Fix universe inconsistency issue in FoldCTree

[ionathanch]

I haven't been able to dune build the entire thing¹ bc my laptop is too pathetic so you should check this yourselves but I've built enough portions that I'm fairly confident this should fix the universe inconsistency issue in FoldCTree.

(Unfortunately for me (but fortunately for y'all) it wasn't an instance where something really needed to be polymorphic but rather that C was applied to X when you have ctree E C X. It would probably help prevent future issues if you changed the definition of ctrees to enforce that the universe level of ctree E C X and of X be exactly the same...)

Footnotes

1. Is there a dune build GH action for PRs? That'd be v handy ↩

[YaZko]

Hey Jon!

Thanks for your message! That's quite the good catch indeed, thanks a bunch.
Unfortunately, we still have deep-rooted universes issues, but it's great to fix one!

W.r.t. compilation, we just fixed at least the execution time --- and I'm fairly confident the ram consumption as well, but I need to double check --- by relying on the new coinduction branch. I only fixed the v0.1 branch against it for now, I do things more properly asap.

Best,
Yannick

[YaZko]

Ah I had overlooked this part of your message:

It would probably help prevent future issues if you changed the definition of ctrees to enforce that the universe level of ctree E C X and of X be exactly the same...

Would you have an intuition about this?

[ionathanch]

Both universe inconsistencies (incl. the one Lef pushed a fix for earlier) were caused by C being applied to X which somehow enforces the universe level of X to be strictly smaller than ctree E C X which then prevents you from using the two at the same level (e.g. ctree E C (ctree E C X)).

Specifically it starts out with a section with context variables (I've added explicit universes for clarity):

Section Lib.
  Universes a b c d e.
  Context {E : Type@{a} -> Type@{b}}
          {C: Type@{c} -> Type@{d}}
          {X : Type@{e}}.

Either the section explicitly applies ctree E C X or when you use something in the section they get instantiated to E, C, X that have been applied to a ctree, so you get constraints like this (u being the level of the ctree):

a < u
c < u
b <= u
d <= u
e <= u

Then C X occurs somewhere; in the Kripke file those were some of the ktrans lemmas, and in SSim that was the spin thing:

  Lemma ktrans_lem: forall (c : C X) (t : ctree E C X) (k : X -> ctree E C X), ...
  Lemma spinny : forall {Y} (c: C X) (c': C Y) (x: X) (y: Y), ...
End Lib.

I'm not entirely sure why, but this seems to add the constraint c = e between C's domain level and X's level, which then means that e < u must hold whenever you use those lemmas, since you're instantiating the E, C, X. I think it might be related to this: coq/coq#17498.
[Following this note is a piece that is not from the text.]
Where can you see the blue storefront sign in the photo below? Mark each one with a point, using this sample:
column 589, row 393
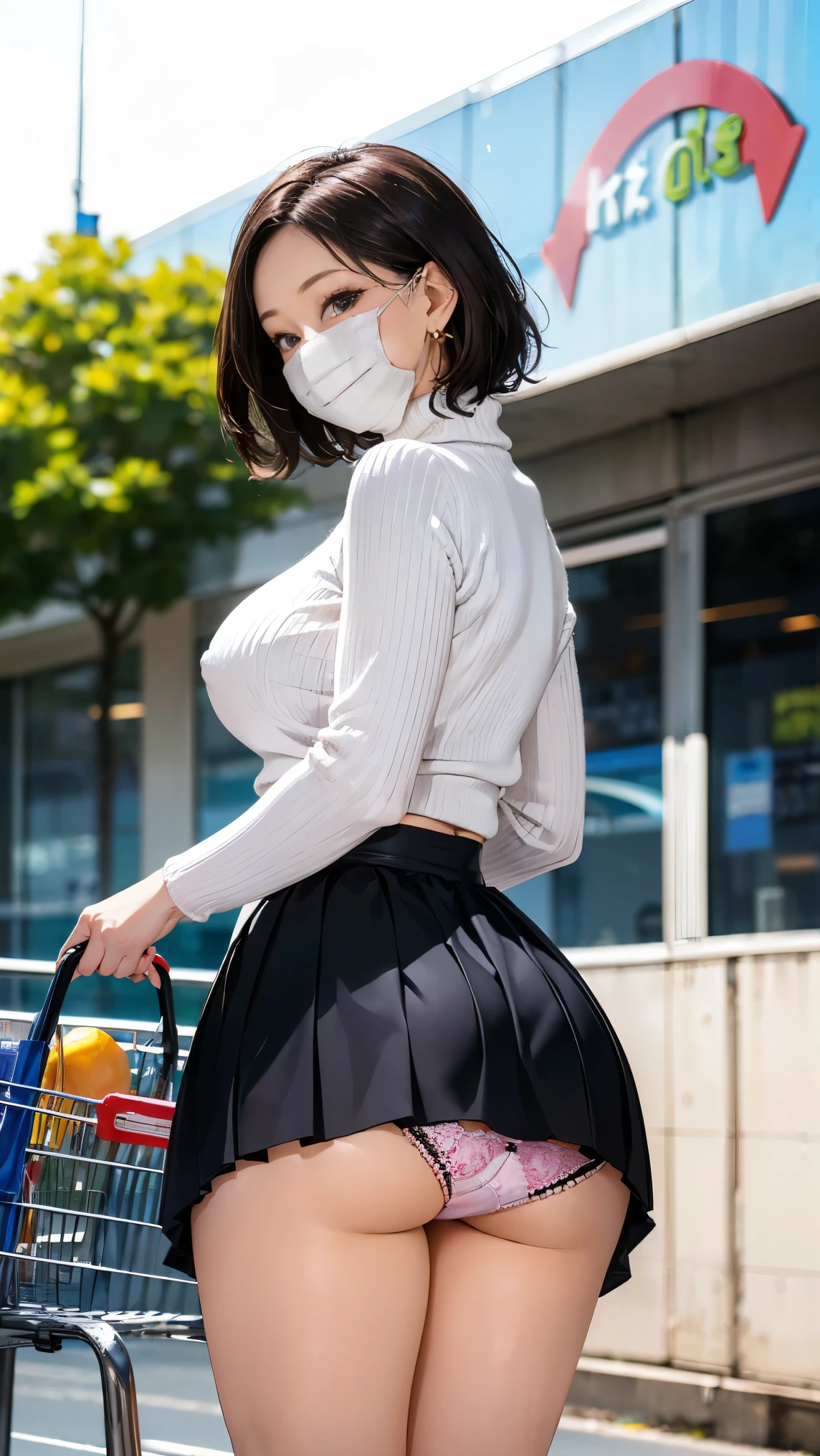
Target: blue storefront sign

So if in a later file you do use those lemmas:

Require Import Lib.
Section OtherFile.
  Lemma some_lemma : forall {E C X} (t : ctree E C X), ...
  Proof.
    ...
    apply ktrans_lem.
    ...
  Qed.

and then attempt to violate the constraints you've unwittingly imported:

  Fail Lemma inc : forall {E C X} (t : ctree E C (ctree E C X)), ...
End OtherFile.

you'll get an inconsistency saying that u <= e cannot be enforced (level of inner ctree E C X) because e < u. Sometimes these inconsistencies don't show up until my later because you simply haven't attempted something nesty like inc until much later (e.g. Network imports Ctl uses ktrans from Kripke). tbh I'm not sure why the inconsistency shows up in FoldCTree bc I don't actually see any nested ctrees around, but thankfully the culprit was the direct usage of something from SSim. Anyway the fix is simply to generalize over X in those earlier lemmas.

I don't actually really know much about the intended meanings of what ctrees are, but from the use of nested ctrees I gather that the levels of ctrees and result type X really should be the same. I suppose you could simply make sure to never ever ever apply a context C to a context X, but that's really a workaround for Coq being weird about elaborating universe levels, and I don't know how you'd enforce that, so it'd be easier to just say c <= e or even e = u to prevent that from happening.

Of course if you actually do want to apply C to X (what is that, a choice over your result type? do you do that?), then you'll run into the exact same issue, and I think at this point you really do need universe-polymorphic ctrees. In that case, good luck lol

(I know this is getting long but one final addendum: I noticed in Bisim there's a ton of instances of C X or similar, but that doesn't cause issues because C and X are generalized in each lemma and not in a Context. Do you get universe inconsistencies when you apply a specific lemma in Bisim and then go on to state a nested ctree? If not, then I think the issue really is just Coq's elaboration and not something more fundamental, but it also seems unreasonable to ask that people annotate Type on every single type.)

(Also some things behave weird when you have things like ctree E C X + X but I didn't care to look into that and I think you know about the issues with +.)